Tra regole ufficiali e leggende metropolitane, non è sempre facile districarsi su ciò che è consentito o meno fare trascorrendo una giornata alla spiaggia, in particolare quelle private. Le norme possono variare da località a località, e non è raro che alcune vengano imposte senza poi trovare alcun riscontro nelle regolamentazioni nazionali. Di seguito, un piccolo vademecum sul tema, che non può non cominciare con il diritto, verrebbe da dire più naturale e quasi scontato, sul quale invece spesso si accendono dibattiti e polemiche sotto i soli estivi dei litorali italiani.
Le leggi n. 217 del 2011 n. 296 del 2006 stabiliscono come l’accesso e la fruizione della battigia siano liberi e gratuiti per tutti. Diffidare, quindi, da esercenti che non li consentano o impongano per essi il pagamento di una certa somma di denaro. Va ricordato infatti come la spiaggia sia data in concessione agli stabilimenti balneari, ma rimanga un bene pubblico di proprietà demaniale. Il discorso, va da sé, cambia se si utilizzano i servizi messi a disposizione dagli esercenti, quali sedie sdraio ed ombrelloni, docce o cabine.
Come accennato in precedenza, è necessario attenersi non solo alle leggi nazionali, ma anche alle regolamentazioni locali che, spiega il comma 1 della norma del 2006, spettano in primis alle Regioni, le quali hanno il compito di «individuare un corretto equilibrio tra le aree concesse a soggetti privati e gli arenili liberamente fruibili» e di «individuare le modalità e la collocazione dei varchi necessari al fine di consentire il libero e gratuito accesso e transito, per il raggiungimento della battigia antistante l’area ricompresa nella concessione, anche al fine di balneazione».

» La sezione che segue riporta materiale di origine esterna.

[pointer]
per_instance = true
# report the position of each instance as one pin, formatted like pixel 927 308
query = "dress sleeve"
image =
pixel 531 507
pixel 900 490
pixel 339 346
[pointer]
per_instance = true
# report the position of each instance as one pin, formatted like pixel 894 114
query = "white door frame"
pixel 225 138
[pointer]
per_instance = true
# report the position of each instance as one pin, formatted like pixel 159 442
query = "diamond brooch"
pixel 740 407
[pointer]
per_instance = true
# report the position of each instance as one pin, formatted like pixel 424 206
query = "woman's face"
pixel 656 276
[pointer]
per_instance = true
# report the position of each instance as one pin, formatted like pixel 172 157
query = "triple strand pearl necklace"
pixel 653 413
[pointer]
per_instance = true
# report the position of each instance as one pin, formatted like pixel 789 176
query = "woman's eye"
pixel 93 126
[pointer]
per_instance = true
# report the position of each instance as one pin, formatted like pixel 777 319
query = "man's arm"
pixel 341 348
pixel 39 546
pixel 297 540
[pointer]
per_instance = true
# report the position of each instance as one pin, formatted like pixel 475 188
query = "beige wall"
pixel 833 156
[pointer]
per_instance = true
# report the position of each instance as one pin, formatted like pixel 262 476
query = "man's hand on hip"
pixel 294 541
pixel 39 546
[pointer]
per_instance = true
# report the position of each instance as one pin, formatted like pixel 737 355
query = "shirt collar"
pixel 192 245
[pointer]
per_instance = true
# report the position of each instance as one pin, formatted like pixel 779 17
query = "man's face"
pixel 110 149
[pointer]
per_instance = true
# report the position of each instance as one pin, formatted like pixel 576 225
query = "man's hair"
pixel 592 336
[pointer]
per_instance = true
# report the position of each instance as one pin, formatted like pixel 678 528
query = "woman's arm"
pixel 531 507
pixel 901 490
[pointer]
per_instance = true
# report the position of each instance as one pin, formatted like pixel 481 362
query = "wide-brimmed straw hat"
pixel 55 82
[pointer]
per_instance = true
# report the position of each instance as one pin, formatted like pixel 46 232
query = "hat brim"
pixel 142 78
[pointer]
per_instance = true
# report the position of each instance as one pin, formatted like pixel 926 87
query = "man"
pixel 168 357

A tali indicazioni vanno a sommarsi poi quelle comunali, le quali talvolta possono vietare l’occupazione degli ultimi 5 metri di battigia più vicini al mare. Nessun problema, invece, per chi vuole mangiare in spiaggia: il discorso è valido sia per le spiagge libere sia per gli stabilimenti. Le concessioni infatti valgono per lo spazio assegnato ai gestori, non garantendo loro tuttavia un monopolio sulla ristorazione.
A questo punto, è bene fare chiarezza sulle tre tipologie di spiagge accessibili in Italia: libere, attrezzate e a pagamento. Se per le prime e le ultime non ci sono troppi dubbi, potrebbe permanere qualche perplessità sulle seconde. Esse vengono, al pari degli stabilimenti, date in concessione a un privato, tuttavia l’accesso è libero, così come l’utilizzo dei servizi di base quali docce, bagni e il salvataggio. Inoltre, il 50% dell’area deve sempre e comunque rimanere privo di sdraio ed ombrelloni forniti dagli stabilimenti.
Al mare, generalmente, si può fumare, benché alcuni Comuni si stiano adoperando per leggi specifiche che lo vietino, così come portare i propri animali, ma anche in questo caso esistono restrizioni a livello locale. Lo stanziamento prolungato di ombrelloni e sdraio su spiaggia libera è considerato occupazione illegale del demanio pubblico, mentre per i giochi con il pallone, vedasi i casi citati in precedenza, non esistono normative nazionali, ma è sempre consigliabile informarsi sui divieti imposti dai Comuni o dalle Capitanerie di Porto.